This past week, the media made a very clear distinction between how they view a Republican scandal and one involving a powerful Democrat. MRC analysts found that, over a period of 12 days, the big three networks aired 150 stories on the Mark Foley scandal.
How did those same networks cover an investigation into Senate Minority Leader Harry Reid and a very questionable land deal? They generally ignored the story. In the case of CNN, the October 12 "American Morning" aired almost 20 minutes of Foley coverage and devoted 35 seconds to Reid
Not to be outdone, print media also glossed over the emerging Reid scandal. "The New York Times" prefaced a story about Reid earning $1.1 million on a property that he hasn’t owned in three years with this headline: "Senator Offers to Amend Financial Forms." The "Times" is certainly generous in offering the benefit of the doubt...as long as you’re a Democrat.
On the morning show front, "Good Morning America’s" Diane Sawyer discussed the situation in North Korea and wondered if America has the right to object to Kim Jong Il’s nuclear ambitions. "Early Show" co-host Hannah Storm seemed puzzled as to why President Bush would refuse North Korea’s demands.

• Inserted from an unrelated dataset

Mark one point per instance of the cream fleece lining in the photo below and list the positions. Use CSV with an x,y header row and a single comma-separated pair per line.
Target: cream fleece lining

The networks in general heavily focused on a controversial study that claims 665,000 Iraqi civilians have been killed. Little skepticism was offered to some of the more dubious claims in the report.
CNN founder Ted Turner, when asked about the future of his network, was left just short of speechless. A look back at previous Turner quotes, including the time he predicted the North Korea problem was "behind us," suggests it might be better for him to keep his mouth closed. Jack Cafferty, a CNN anchor who truly represents his network, recently called for the defeat of Senator George Allen.
Finally, the always reliable Rosie O’Donnell rhapsodized about a visit with the Bush bashing Barbara Streisand.